The majority of the UK’s SMEs are not prioritising better online security in the next 12 months, despite the impending impact of the EU’s new data protection legislation.
General Data Protection Regulation (GDPR) was adopted in April 2016 and takes effect within two years.
Notwithstanding the EU referendum result, the Information Commissioner’s Office has confirmed that, ‘if the UK wants to trade with the single market on equal terms we would have to prove ‘adequacy’, in other words UK data protection standards would have to be equivalent to the EU’s GDPR framework starting in 2018’.
Findings which form part of Close Brothers’ quarterly survey of UK SME owners and senior management from a range of sectors, reveal that 63 per cent of companies have made the decision not to invest in better online security while the remaining 37 per cent indicate they would.
Ian McVicar, managing director of Close Brothers Technology Services, says that businesses of all sizes should be aware of their responsibility when it comes to protecting customer data. Keeping customers’ details safe are at the core of the EU’s new data protection legislation, General Data Protection Regulation (GDPR), which was adopted in April 2016 and takes effect within two years.
‘It is intended to strengthen and unify data protection for individuals within the EU and the penalty for non-compliance, which is up to 4 per cent of annual revenue or €20 million, whichever is the higher.’

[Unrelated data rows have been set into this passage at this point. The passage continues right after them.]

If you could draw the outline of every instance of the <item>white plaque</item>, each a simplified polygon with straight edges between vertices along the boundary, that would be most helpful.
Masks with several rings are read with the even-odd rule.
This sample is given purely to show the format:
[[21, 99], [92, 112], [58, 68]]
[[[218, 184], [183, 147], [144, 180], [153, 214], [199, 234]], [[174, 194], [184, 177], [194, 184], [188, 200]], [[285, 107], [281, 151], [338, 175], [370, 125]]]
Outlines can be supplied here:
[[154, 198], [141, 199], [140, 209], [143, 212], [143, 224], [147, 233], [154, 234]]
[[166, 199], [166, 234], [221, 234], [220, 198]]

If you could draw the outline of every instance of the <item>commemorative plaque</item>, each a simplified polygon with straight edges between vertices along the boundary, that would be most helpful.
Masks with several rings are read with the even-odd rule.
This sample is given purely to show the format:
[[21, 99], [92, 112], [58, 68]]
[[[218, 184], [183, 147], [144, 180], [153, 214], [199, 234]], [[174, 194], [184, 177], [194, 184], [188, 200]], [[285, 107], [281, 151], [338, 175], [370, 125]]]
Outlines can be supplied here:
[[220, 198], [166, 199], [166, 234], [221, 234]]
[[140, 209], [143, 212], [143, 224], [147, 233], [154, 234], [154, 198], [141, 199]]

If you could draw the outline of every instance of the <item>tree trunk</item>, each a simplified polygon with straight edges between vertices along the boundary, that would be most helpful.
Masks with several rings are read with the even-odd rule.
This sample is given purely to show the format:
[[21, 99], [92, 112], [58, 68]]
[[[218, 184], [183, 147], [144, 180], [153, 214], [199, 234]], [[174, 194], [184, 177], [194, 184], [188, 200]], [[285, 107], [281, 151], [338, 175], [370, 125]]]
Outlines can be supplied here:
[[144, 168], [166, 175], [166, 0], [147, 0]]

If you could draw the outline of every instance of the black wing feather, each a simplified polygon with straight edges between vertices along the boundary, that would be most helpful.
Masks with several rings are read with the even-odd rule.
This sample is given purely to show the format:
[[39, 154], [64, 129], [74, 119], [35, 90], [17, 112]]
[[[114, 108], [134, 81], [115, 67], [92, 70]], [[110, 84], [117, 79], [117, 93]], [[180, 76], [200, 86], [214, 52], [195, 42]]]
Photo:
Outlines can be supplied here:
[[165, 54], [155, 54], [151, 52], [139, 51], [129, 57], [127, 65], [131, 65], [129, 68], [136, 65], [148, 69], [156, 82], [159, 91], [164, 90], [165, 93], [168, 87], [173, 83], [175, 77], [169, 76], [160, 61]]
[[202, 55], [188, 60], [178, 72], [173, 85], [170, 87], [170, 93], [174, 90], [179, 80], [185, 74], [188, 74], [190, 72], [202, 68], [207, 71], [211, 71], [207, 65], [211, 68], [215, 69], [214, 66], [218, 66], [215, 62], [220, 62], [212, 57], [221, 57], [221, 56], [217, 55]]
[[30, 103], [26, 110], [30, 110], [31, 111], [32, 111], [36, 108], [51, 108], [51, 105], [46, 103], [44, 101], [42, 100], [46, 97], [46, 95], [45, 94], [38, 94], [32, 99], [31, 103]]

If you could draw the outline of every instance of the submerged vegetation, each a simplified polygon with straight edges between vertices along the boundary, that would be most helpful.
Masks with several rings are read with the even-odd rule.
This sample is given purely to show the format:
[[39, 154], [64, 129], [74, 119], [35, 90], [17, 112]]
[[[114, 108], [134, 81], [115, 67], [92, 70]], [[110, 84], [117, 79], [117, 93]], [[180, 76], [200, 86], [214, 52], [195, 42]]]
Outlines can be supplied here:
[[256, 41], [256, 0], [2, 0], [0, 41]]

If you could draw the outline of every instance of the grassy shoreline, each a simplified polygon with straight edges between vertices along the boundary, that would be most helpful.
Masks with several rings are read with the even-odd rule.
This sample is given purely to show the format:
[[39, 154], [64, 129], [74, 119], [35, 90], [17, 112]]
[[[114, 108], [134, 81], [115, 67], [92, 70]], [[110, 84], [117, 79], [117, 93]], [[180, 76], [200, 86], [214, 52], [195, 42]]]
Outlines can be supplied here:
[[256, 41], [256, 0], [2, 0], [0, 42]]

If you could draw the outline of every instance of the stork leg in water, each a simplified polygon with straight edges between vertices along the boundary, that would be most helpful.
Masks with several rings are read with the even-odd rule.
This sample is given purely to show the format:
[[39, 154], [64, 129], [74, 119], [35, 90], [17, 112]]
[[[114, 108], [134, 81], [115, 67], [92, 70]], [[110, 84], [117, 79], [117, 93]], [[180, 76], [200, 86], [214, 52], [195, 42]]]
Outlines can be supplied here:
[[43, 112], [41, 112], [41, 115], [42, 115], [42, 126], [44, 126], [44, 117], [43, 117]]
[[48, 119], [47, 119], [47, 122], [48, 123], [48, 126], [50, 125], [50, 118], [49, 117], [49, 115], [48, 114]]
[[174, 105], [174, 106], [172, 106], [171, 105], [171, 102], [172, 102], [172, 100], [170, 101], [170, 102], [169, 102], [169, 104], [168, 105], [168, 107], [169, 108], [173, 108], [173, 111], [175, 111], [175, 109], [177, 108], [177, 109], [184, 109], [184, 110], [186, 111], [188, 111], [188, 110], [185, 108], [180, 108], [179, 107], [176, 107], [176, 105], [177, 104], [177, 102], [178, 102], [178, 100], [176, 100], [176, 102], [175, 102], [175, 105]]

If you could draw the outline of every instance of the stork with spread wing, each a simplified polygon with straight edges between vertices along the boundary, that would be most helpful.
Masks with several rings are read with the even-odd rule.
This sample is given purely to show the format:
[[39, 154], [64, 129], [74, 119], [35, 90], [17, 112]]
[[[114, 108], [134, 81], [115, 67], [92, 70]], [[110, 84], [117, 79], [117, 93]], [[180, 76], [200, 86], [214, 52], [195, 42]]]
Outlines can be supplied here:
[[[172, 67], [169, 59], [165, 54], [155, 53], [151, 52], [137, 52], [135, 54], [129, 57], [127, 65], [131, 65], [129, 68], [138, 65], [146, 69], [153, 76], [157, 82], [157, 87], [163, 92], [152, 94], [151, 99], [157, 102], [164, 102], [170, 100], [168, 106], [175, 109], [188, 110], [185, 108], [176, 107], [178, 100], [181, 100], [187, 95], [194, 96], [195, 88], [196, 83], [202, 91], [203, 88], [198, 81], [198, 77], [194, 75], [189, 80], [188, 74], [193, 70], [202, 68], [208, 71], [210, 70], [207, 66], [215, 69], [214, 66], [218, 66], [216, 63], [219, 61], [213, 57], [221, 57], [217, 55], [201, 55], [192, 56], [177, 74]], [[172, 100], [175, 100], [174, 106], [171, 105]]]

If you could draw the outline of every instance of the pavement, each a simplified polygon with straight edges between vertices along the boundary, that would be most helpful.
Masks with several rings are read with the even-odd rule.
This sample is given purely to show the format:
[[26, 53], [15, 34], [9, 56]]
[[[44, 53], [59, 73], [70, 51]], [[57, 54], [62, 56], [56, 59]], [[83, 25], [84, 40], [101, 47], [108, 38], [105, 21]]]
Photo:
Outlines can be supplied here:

Many SMEs ill-prepared in regards to online security
A mixed picture has also emerged about UK firms’ readiness for the impact of cyber crime on their businesses. While the majority of the UK’s small and medium-sized enterprises (SMEs) are concerned about cybercrime and the impact it might have on their business (57 per cent), a significant minority are not (36 per cent).
Further analysis of the results reveal that only 41 per cent of businesses feel ‘adequately protected’; 17 per cent are unsure of their levels of protection; 21 per cent know it is an important issue but ‘haven’t had time to look into it’, while a further 21 per cent don’t think ‘it is an issue for our business’.
When asked the question ‘do you have data breach/online security policies in place around the use of email, internet and mobile devices?’, 51 per cent of respondents answered ‘yes’, 38 per cent ‘no’ with 11 per cent ‘unsure’.
McVicar says that this picture of uncertainty may be driven by the feeling that many SMEs, particularly in sectors like construction, feel that they don’t rely on IT as much as companies in more technology-focused industries.
‘Even if this is the case, companies must remember that GDPR requires all personal data collected to be gathered lawfully, and for specific purposes only. In addition, it must be used for the purposes for which it was collected, and must be accurate and up-to-date.’